In these first decades of the twentieth-century, two issues are paramount, each to the Right
and Left. The key point here is that the two issues are not at all equal in reason and sound
judgement. On the Right, is a very old fear about the idea of a world government, and there
are fringe organisations, particularly in the Christian far-right, who see almost any
proposition for international cooperation as a conspiracy for global tyranny. The irony is that
movements, during the twentieth century, for world government were weak and are almost
non-existent today. One of the reasons for the weakness of the ‘one-worlders’ is that
members of the Left and of Centrist-Conservative alliances also opposed the idea of a world
government. However, as an alternative, they came up with the World Federalist
Movement. The organisation began in 1947 for the establishment of a global federal system
of strengthened and democratic global institutions subjected to the principles of
subsidiarity, solidarity and democracy. Advocates of world federalism included Albert
Einstein, Mahatma Gandhi, Martin Luther King Jr., Rosika Schwimmer, Albert Camus,
Winston Churchill, Garry Davis, Emery Reves, Wendell Willkie, Jawaharlal Nehru, E. B. White
and Lola Maverick Lloyd. On the Left, Global Environmentalism has been one of the primary
casus belli since the 1950s; but usually dated back to Rachel Carson’s Silent Spring (1962).
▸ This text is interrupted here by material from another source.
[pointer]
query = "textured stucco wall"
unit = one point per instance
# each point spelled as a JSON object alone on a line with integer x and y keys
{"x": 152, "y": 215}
Of
course, it must not be forgotten that large environmental issues have also been a primary
concern with enlightened conservatives and liberals, seen in the national estates, national
forests, and rural-defence movements. Those are movements with histories going back to
the nineteenth century.
In the twentieth-first century, those conservation movements, although traditionally
focused around national values, are moving also into global alliances. This means that the
intellectual neo-conservative and populist far-right organisations are much marginalised,
although they have found favour and political power from maverick politicians, exemplified
by Donald Trump. Here, I then offer a conclusion. Warren Harding’s post-war American
isolationism did not work. It will not work for the Trump administration either. We each
inescapably are encapsulated in a world beyond our local evaluation. Our thinking is always
global, even as we often fail to be aware of its global history. Days will come that the hurting
general populations will start to understand.